Прежде чем возвращаться таким манером в прошлое, неплохо бы спросить себя: «А зачем?», — не значит ли это оставлять, подобно Робинзону Крузо, на стапеле бесполезный фрегат? Что касается правды в литературе, как понимают ее в наши дни, то это настоящая ловушка для поэтов. По чести, куда заведет нас этот раж правдивости? По моему разумению, надо бы дозволить писателю не быть столь уж безжалостно точным, не вынуждать его по каждому поводу говорить читателю: «Это красное» или «Это белое», — или даже разлагать цвет, дабы можно было сказать: «Это лиловое»; вождям школы не следовало бы настаивать, чтобы, завидев дом, мы бы знали, например, столь же точно, как знает сборщик прямого налога, сколько в нем дверей и сколько окон.
Что касается героев современной литературы, то, поскольку они весьма малочисленны, поскольку мы уже перебрали все разновидности внешнего облика — людей белых, черных, зобатых, прокаженных, каторжников, палачей, вампиров, и лишь альбиносы и пораженные водобоязнью не используются, насколько мне известно, в полной мере, я хотел бы, чтобы каждый писатель имел право целиком заимствовать героя у соседа, причем тот не смел бы кричать: «Меня обобрали!»; эгоизм в искусстве — самый печальный из эгоизмов; особенно в современной поэзии дурно было бы говорить собрату: «Оставь мне моих мертвецов».
Вот что сказал я Критике в свою защиту и в извинение за все, что она могла счесть в моей книге подражанием, вольностью, неопределенностью и плагиатом.
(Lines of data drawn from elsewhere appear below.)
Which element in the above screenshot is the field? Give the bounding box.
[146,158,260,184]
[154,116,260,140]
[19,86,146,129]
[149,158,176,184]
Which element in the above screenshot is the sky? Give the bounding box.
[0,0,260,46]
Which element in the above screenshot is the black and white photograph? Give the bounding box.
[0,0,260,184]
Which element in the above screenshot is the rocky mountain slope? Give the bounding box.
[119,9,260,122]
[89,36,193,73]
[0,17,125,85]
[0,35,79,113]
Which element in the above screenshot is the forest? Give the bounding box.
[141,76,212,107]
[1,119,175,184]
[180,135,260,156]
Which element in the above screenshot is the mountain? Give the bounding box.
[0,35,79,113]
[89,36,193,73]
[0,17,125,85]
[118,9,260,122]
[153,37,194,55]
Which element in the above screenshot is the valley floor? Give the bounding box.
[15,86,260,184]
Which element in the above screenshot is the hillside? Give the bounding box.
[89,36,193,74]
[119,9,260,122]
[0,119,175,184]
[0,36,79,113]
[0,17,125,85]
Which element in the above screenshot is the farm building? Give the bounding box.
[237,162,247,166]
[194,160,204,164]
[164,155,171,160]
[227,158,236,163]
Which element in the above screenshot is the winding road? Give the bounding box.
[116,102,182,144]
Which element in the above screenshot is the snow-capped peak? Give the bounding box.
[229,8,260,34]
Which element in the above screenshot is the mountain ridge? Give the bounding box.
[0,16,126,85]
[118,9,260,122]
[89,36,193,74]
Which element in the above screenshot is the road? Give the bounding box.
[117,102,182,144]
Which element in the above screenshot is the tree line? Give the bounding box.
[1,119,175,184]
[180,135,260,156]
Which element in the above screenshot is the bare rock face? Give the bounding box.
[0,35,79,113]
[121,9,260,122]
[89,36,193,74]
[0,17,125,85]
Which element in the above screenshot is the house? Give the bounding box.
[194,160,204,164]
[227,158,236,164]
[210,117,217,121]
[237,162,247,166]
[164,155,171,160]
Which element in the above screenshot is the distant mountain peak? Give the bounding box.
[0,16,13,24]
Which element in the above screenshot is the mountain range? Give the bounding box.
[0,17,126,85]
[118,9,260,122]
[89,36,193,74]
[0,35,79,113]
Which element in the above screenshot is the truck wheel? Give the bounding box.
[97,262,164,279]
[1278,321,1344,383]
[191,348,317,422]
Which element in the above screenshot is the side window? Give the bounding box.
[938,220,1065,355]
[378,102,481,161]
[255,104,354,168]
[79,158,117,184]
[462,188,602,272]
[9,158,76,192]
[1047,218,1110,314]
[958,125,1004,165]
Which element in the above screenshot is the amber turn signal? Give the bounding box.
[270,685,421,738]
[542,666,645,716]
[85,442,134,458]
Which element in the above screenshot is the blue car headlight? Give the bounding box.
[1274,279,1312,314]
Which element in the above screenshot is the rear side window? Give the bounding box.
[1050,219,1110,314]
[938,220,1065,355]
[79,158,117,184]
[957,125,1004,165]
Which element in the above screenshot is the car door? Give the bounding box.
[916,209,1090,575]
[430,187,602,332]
Она слушала вполуха, а когда я кончил, заявила, что я ужасно неясно выражаюсь.
— В том-то и состоит красота всякого предуведомления, — дерзко возразил я.
И еще она сказала, что это наглость по отношению к читателям.
Я подскочил от радости, словно услышал самую лестную похвалу.
Тогда она приблизилась ко мне, обняла руками, длинными и сухими, словно у привидения на рисунке Буланже[14], и одарила меня поцелуем мира, прижавшись к моему лицу своим ликом, отнюдь не блещущим ни юностью, ни свежестью, ни красотой.
И все же я поблагодарил ее за ласку; но, поднеся ладонь к щеке, я обнаружил на ней кровь: жестокая подарила мне поцелуй Иуды.
Но, слава Богу, я скоро утешился мыслью, что ввиду моего обыкновения пребывать в одиночестве и писать по воле случая, а также, быть может, по причине ненависти, которою меня уже не раз успели почтить, Критика и не могла поцеловать меня иначе.